Annika Sorenstam was 37 when she announced her retirement in May 2008, saying she wanted to pursue other interests and start a family. She now has a daughter.
The newspaper Reforma first reported Ochoa's retirement and said she wanted to concentrate on her family and charities. She was married in December to Andres Conesa, the chief executive of Aeromexico airline. He has three children from a previous marriage.
"I must admit that I was surprised, but not shocked, when I heard the news yesterday that Lorena is going to retire," Sorenstam said on her blog. "She has always said she would play for maybe 10 years and then leave the game to start a family. She just got married and obviously feels that she is ready for that next chapter in her life."
Ochoa has also talked openly about wanting to have children of her own. Last year she began traveling more, playing less, and had more off-course obligations, which include her charity foundation.
"Personally, it's more important the things that I do outside the golf course," Ochoa said last year before a tournament she hosts in her hometown of Guadalajara. "And that's been my main focus right now."
Her retirement is a blow to the LPGA Tour, which has been struggling in a tough economy and has only 25 tournaments on its schedule this year, 14 of them in the United States.
Sorenstam became the face of the LPGA Tour by winning the career Grand Slam, becoming the only woman to shoot 59 and playing in the Colonial, the first woman in 58 years to compete on the PGA Tour.
Ochoa never quite assumed that star power, playing before moderate crowds even as she was going for a record-tying fifth straight victory in Tulsa, Okla., two years ago.

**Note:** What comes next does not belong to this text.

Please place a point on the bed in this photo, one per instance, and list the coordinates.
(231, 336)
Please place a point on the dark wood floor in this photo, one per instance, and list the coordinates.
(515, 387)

Ochoa was defined as much by her dominance as her graciousness. Mindful of her heritage, she often would go to the maintenance barn during LPGA Tour events and speak with the workers, many of them from Mexico.
She rose to No. 1 in 2006 by winning six times, and she captured her first major at St. Andrews a year later by winning the Women's British Open. Ochoa's other major was the 2008 Kraft Nabisco Championship, where she took the traditional jump into the pond with her family as a mariachi band serenaded her.
She won her fourth consecutive LPGA Tour player of the year award in 2009, narrowly holding off Jiyai Shin. Ochoa played four times this year, with her best finish at the Kraft Nabisco Championship when she finished fourth.
"While the LPGA will certainly miss her great play, warm demeanor and smile, I am personally very happy for her," Sorenstam said. "The most rewarding days are ahead of her, and I wish her all the best."